现在的情况是,我们一个 block 有 4 个 warp,128 线程,如何来瓜分这些计算。
首先排除掉一个线程负责一整行/一整列点积的思路,这不是 cuda 并行编程的第一性原理,不能用串行思维去写代码,这样直接后果就是 bank conflict 爆炸,而且算完一行的点积结果后,还是要经过 block 线程间进行同步广播,否则无法参数接下来 Vs 的计算。
我们应该先从一个 warp 去考虑,比如一个 warp 负责一行计算,那么 128 的向量共 32 线程,每个线程就只需要负责 4 个元素。
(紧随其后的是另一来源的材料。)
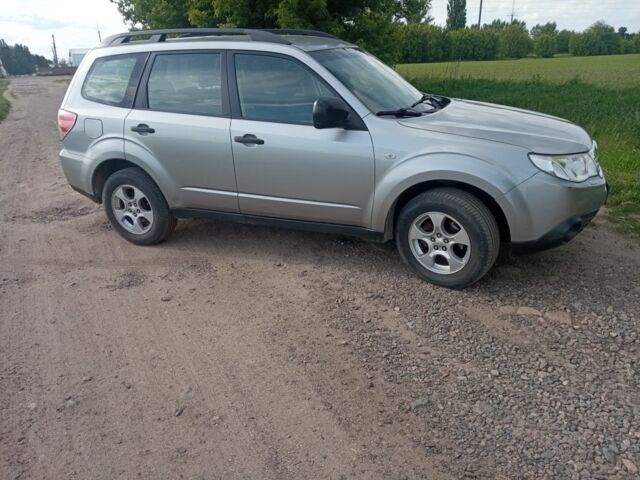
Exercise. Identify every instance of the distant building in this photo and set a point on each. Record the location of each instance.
(76, 55)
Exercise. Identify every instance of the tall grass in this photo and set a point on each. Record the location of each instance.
(610, 115)
(4, 103)
(611, 71)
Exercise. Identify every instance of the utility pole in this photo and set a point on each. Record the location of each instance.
(54, 50)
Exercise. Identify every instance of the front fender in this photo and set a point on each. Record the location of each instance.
(460, 168)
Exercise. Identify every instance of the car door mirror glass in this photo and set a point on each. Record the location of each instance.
(330, 113)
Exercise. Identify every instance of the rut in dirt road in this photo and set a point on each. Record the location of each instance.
(238, 352)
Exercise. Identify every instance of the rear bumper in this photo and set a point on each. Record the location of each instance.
(563, 233)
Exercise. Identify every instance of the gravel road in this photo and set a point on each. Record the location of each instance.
(240, 352)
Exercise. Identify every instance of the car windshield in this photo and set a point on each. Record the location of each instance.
(377, 86)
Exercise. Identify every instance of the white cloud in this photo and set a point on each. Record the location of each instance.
(569, 14)
(75, 22)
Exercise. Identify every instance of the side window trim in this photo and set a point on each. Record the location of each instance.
(141, 101)
(234, 94)
(132, 87)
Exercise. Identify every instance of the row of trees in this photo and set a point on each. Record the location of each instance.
(431, 43)
(18, 60)
(395, 30)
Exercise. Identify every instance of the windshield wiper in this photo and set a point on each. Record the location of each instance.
(436, 102)
(401, 112)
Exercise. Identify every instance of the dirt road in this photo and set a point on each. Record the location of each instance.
(238, 352)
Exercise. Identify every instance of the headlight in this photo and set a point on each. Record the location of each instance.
(575, 168)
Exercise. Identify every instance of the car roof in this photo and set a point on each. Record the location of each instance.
(305, 40)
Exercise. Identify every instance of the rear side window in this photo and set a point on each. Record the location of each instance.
(276, 89)
(113, 80)
(186, 83)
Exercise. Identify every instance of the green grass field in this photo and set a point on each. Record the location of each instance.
(602, 94)
(4, 103)
(609, 71)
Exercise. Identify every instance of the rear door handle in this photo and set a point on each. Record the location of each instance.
(143, 128)
(249, 139)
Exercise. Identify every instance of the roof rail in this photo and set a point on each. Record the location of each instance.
(292, 31)
(156, 36)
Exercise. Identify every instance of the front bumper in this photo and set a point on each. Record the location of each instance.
(545, 211)
(563, 233)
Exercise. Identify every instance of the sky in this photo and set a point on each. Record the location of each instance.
(75, 22)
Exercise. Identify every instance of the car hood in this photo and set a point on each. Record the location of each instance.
(536, 132)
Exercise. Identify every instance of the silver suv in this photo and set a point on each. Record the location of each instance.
(301, 129)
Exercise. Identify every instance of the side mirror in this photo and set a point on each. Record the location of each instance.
(330, 113)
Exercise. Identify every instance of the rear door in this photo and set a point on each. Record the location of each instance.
(286, 167)
(179, 127)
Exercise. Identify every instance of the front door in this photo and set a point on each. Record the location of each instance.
(180, 124)
(285, 167)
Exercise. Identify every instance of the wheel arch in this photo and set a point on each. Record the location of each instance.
(414, 190)
(104, 170)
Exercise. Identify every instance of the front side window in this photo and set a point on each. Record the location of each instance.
(276, 89)
(186, 83)
(113, 80)
(375, 84)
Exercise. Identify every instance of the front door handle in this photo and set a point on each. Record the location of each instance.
(143, 128)
(249, 139)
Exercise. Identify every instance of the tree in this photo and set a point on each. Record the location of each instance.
(607, 37)
(416, 11)
(586, 43)
(248, 13)
(548, 28)
(545, 45)
(563, 40)
(154, 13)
(514, 41)
(456, 14)
(422, 43)
(472, 44)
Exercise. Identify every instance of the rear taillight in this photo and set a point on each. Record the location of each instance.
(66, 121)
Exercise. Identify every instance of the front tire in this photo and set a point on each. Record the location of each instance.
(448, 237)
(136, 207)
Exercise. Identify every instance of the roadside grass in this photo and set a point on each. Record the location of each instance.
(611, 114)
(609, 71)
(4, 103)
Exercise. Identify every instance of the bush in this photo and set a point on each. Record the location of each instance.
(514, 42)
(563, 38)
(545, 45)
(607, 36)
(421, 43)
(627, 46)
(587, 43)
(472, 44)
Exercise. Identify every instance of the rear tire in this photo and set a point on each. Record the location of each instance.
(448, 237)
(136, 207)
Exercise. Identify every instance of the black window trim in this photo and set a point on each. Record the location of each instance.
(142, 99)
(137, 72)
(356, 122)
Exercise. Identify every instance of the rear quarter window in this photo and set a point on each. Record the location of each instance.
(113, 80)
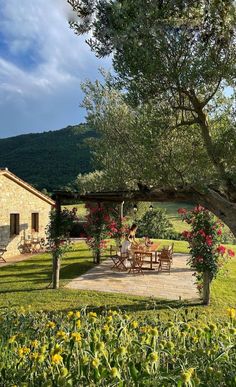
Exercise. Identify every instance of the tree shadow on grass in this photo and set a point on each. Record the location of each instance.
(75, 269)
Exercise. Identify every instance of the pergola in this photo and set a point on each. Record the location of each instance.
(119, 197)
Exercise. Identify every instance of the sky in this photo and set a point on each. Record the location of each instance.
(42, 65)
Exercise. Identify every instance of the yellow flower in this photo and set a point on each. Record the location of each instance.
(50, 324)
(109, 318)
(153, 357)
(115, 373)
(64, 371)
(122, 351)
(56, 359)
(95, 362)
(35, 343)
(22, 351)
(76, 336)
(77, 314)
(85, 359)
(154, 331)
(231, 312)
(134, 324)
(144, 329)
(186, 376)
(41, 358)
(212, 327)
(92, 314)
(112, 312)
(100, 346)
(12, 339)
(34, 356)
(61, 335)
(56, 349)
(43, 349)
(70, 314)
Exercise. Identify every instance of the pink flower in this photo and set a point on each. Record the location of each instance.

4 个 warp,每个 warp 负责 16 行,这样 16 行 16 次循环内只需要 warp 间同步,等 16 行计算完四组再进行 block 间同步。
更进一步,考虑到我们使用的是半精度,也就是说一个元素才 2 字节,我们为了最大化压榨带宽,肯定是用 float4 向量化指令,因此我们让一个线程负责 8 个元素,一个 warp 一次就可以算两行,只需要循环 8 次。
初步整理一下算法流程如下:
- kernel pass 1:
- 初始化 Ks、Vs 2 块 smem 和 2 个 tma mbarrier
- 初始化 acc_o[8], 每个 group(16 线程)私有化初始化历史状态 acc_o[8], m_i, d_i
- 加载 Qs[8](使用 float4 向量化加载到寄存器)
- 一个 block 负责一个 chunk,kv chunk 内 loop:
- tma 发起加载 Ks、Vs,并等待 Ks 加载完成
- [计算 S] 循环 8 次(Group 内每线程负责 8 行):
- float4 向量化读取 Ks 一行内的 8 个元素
- Qs[8] 和 reg_k[8] 进行点积计算
- Warp Reduce 求和得到单行的 Attention Score,并统计当前小块的 m_part
- wait Vs 加载完毕
- [计算 O] 循环 8 次:
- 根据 m_part 计算当前行的 Softmax 权重标量 p
- p 乘以 reg_v[8] 向量,累加得到当前小块的 part_o[8],并统计当前小块的 d_part
- [group 内部状态更新] 使用安全的 online softmax 逻辑计算 alpha,将当前的 part_o、d_part、m_part 融合进 group 维护的历史 acc_o、d_i、m_i 中
- block 内各 group 进行 block_reduce,合并各自的 acc_o、d_i、m_i
- 将最终合并的寄存器结果转化为 ws_o 和 d_i/m_i,写回 gmem
- kernel pass 2
- 读取上面 gmem 的 ws_o,和 m_i/d_i,online softmax 继续规约得到最终输出 o
- 结束
上面是最原汁原味的分块 online + “offline” softmax attention. 但参考一些教程,可以加入一个 trick 优化,将 m_i 和 d_i 合并为 lse(logsumexp),就是对 e 的指数和再取对数。当然由于我们还加入了 log2_scale 的技巧,因此 lse 变成了一个有点丑陋的东西:
lse(o) = m_i * ln(2) + ln(d_i)然后 pass 2 内通过 lse 和 ws_o 合并方式伪代码为:
float max_lse = max(lse_i);
float global_lse = max_lse + ln(sum(exp(lse_i - max_lse)));
o = sum(ws_o_i * exp(lse_i - global_lse));上 kernel 代码:
// flash decoding softmax(q @ k.T*scale) @ v
template <const int BN = 64,
const int CHUNK_SIZE = 256,
const int HEAD_DIM = 128,
const int THREADS_PER_BLOCK = 128,
typename T>
__global__ void flash_decode_tma_kernel(T *q,
const __grid_constant__ CUtensorMap tma_k,
const __grid_constant__ CUtensorMap tma_v,
float *ws_o, // [q_head, num_chunks, HEAD_DIM]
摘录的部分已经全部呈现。